Merging FASTQ files in paired-end sequencing?

RockefellerUniversity / Bioconductor_Introduction

Bioconductor Training

https://rockefelleruniversity.github.io/Bioconductor_Introduction/

GNU General Public License v3.0

4 stars 1 forks source link

Merging FASTQ files in paired-end sequencing? #16

Open zapaterc opened 3 years ago

zapaterc commented 3 years ago

Hi Thomas and Matt,

I'm building some code to do QC in one RNAseq project that I'm working on... I have 2 fastq.gz files per sample and I just realized this is because there's one fastq.gz file per each paired-end sequencing run.

I was wondering if there's a way (a set of functions?) to integrate both files together so that I end up with just one fastq.gz per sample (so that I can also use that one file to align my reads)? Or which way would you recommend in order to move forward?

Thanks a lot!

Carolina

P.S.: @matthew-paul-2006, I wonder if the reason why my QC looked "clean" at the ends was because I did the analysis with run number 2 of the paired-end sequencing??

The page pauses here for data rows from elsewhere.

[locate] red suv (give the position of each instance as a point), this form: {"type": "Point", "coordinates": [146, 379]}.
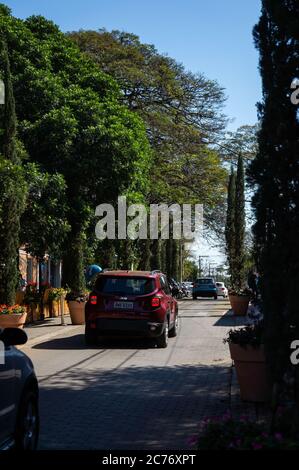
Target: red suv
{"type": "Point", "coordinates": [138, 303]}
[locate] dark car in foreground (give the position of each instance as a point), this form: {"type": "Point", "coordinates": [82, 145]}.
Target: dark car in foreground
{"type": "Point", "coordinates": [135, 303]}
{"type": "Point", "coordinates": [204, 287]}
{"type": "Point", "coordinates": [19, 415]}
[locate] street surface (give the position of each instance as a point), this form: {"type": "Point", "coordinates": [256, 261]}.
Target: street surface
{"type": "Point", "coordinates": [127, 394]}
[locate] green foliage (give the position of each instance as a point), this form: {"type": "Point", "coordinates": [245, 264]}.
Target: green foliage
{"type": "Point", "coordinates": [235, 227]}
{"type": "Point", "coordinates": [227, 433]}
{"type": "Point", "coordinates": [74, 125]}
{"type": "Point", "coordinates": [13, 190]}
{"type": "Point", "coordinates": [274, 175]}
{"type": "Point", "coordinates": [44, 226]}
{"type": "Point", "coordinates": [181, 111]}
{"type": "Point", "coordinates": [230, 229]}
{"type": "Point", "coordinates": [239, 222]}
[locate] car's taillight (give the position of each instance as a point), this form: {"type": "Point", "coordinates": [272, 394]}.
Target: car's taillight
{"type": "Point", "coordinates": [155, 302]}
{"type": "Point", "coordinates": [93, 299]}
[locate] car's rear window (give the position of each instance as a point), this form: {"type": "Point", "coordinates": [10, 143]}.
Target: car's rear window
{"type": "Point", "coordinates": [124, 285]}
{"type": "Point", "coordinates": [204, 281]}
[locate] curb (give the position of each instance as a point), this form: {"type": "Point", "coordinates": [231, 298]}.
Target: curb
{"type": "Point", "coordinates": [63, 329]}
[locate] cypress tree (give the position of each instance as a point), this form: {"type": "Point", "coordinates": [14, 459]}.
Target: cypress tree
{"type": "Point", "coordinates": [230, 225]}
{"type": "Point", "coordinates": [156, 254]}
{"type": "Point", "coordinates": [12, 196]}
{"type": "Point", "coordinates": [275, 176]}
{"type": "Point", "coordinates": [239, 227]}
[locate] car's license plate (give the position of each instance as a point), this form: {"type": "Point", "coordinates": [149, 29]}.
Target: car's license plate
{"type": "Point", "coordinates": [124, 305]}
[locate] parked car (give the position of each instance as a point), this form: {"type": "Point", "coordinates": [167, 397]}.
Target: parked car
{"type": "Point", "coordinates": [204, 287]}
{"type": "Point", "coordinates": [175, 288]}
{"type": "Point", "coordinates": [222, 291]}
{"type": "Point", "coordinates": [19, 415]}
{"type": "Point", "coordinates": [136, 303]}
{"type": "Point", "coordinates": [189, 287]}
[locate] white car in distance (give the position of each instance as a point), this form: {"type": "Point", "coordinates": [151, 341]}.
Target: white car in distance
{"type": "Point", "coordinates": [221, 290]}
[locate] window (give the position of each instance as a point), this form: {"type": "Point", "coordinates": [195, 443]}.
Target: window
{"type": "Point", "coordinates": [164, 285]}
{"type": "Point", "coordinates": [124, 285]}
{"type": "Point", "coordinates": [205, 281]}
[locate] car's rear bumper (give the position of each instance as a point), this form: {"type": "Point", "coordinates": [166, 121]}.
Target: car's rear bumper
{"type": "Point", "coordinates": [204, 293]}
{"type": "Point", "coordinates": [119, 326]}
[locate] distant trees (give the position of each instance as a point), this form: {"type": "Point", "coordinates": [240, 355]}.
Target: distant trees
{"type": "Point", "coordinates": [74, 125]}
{"type": "Point", "coordinates": [182, 111]}
{"type": "Point", "coordinates": [101, 115]}
{"type": "Point", "coordinates": [274, 175]}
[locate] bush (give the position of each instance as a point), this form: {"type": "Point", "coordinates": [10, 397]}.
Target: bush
{"type": "Point", "coordinates": [226, 433]}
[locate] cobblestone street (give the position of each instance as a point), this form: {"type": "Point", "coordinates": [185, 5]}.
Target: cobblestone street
{"type": "Point", "coordinates": [126, 394]}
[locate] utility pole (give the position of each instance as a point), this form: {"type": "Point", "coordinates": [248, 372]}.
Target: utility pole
{"type": "Point", "coordinates": [199, 262]}
{"type": "Point", "coordinates": [181, 260]}
{"type": "Point", "coordinates": [210, 264]}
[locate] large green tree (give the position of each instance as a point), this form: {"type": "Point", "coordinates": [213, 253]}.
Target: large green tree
{"type": "Point", "coordinates": [182, 113]}
{"type": "Point", "coordinates": [73, 122]}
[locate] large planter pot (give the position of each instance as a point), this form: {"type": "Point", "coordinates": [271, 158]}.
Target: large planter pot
{"type": "Point", "coordinates": [252, 373]}
{"type": "Point", "coordinates": [77, 312]}
{"type": "Point", "coordinates": [239, 304]}
{"type": "Point", "coordinates": [13, 320]}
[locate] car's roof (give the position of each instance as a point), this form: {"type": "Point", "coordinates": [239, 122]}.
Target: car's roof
{"type": "Point", "coordinates": [129, 273]}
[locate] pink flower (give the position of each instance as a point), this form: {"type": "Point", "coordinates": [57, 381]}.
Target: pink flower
{"type": "Point", "coordinates": [192, 440]}
{"type": "Point", "coordinates": [257, 446]}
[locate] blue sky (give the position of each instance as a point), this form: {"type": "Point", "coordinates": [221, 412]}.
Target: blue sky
{"type": "Point", "coordinates": [209, 36]}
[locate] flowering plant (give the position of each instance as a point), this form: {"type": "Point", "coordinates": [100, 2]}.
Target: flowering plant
{"type": "Point", "coordinates": [32, 296]}
{"type": "Point", "coordinates": [8, 310]}
{"type": "Point", "coordinates": [226, 433]}
{"type": "Point", "coordinates": [56, 293]}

ThomasCarroll commented 3 years ago

hi Caroline,

To concatenate two fastqs samples you could use the Rfastp package's catfastq function. @cafeblue wrote this so can help if you have any issues. http://www.bioconductor.org/packages/release/bioc/manuals/Rfastp/man/Rfastp.pdf

Just to be clear on when to merge,

If you have paired-end data you should typically have at least one read1 and one read2 fastq file.

These represent either end of the fragment and so are used in alignment as separate files (not merged). Typically denoted by R1 and R2 in name of file i.e. NAMEofSampleR1.fq and NAMEofSampleR2.fq

If you have multiples of R1 and R2, you can merge the R1 files together and then R2 files together prior to alignment as long as you ensure files being merged for R1 and R2 are in the same order i.e Sequencing Run1, Run2, Run3 fastqs are concatenated in that order for both the final merged R1 and R2 files.

tom

zapaterc commented 3 years ago

Hi Tom,

This was very helpful, thank you! I do have just one R1 and R2 file per sample. I just did the alignment but I'm still curious: When/How do I merge the information for the aligned data? There has to be a moment in the process where we merge those two runs, right? I might have missed something in the lecture.

Also, while using the rfastp() function in order to do some basic QC I observe the following:

If I only input read1 the % of duplication rate is about 67%.
If I input both read1 and read2 I get about 6%.

I'm not sure I understand why the duplication rate is overestimated when you make the function think that the data comes from single-end sequencing.

As a follow-up question: If i use the readFastq() function followed by srduplicated() in order to get the duplicate reads in R1 I obtain approximately a 82% of duplicate reads.

Screen Shot 2021-07-21 at 02 18 03

Sorry for the lengthy questions and thanks a lot in advance!

Carolina

matthew-paul-2006 commented 3 years ago

We talk about paired end data in subsequent sessions on technique specific analysis, so you haven't missed anything. So the question of merging all depends on the experimental approach, but for most cases you would do this at the alignment step. For RNAseq paired end, you can provide the aligner with both fastqs and it will align considering both reads. You can check the function help page to get the exact input variables and order you need to supply the file names.

As for the QC plots you showed me, it is unlikely that they would be gated in that way, based on just providing the fastq read2, instead of whole dataset. In fact it is often the case that the second read has slightly lower quality. Based on what you said the data had already been trimmed, and it fits with that explanation (especially as you said the read length varied a lot), but your best bet is to just check in with the folks who did the initial processing for you.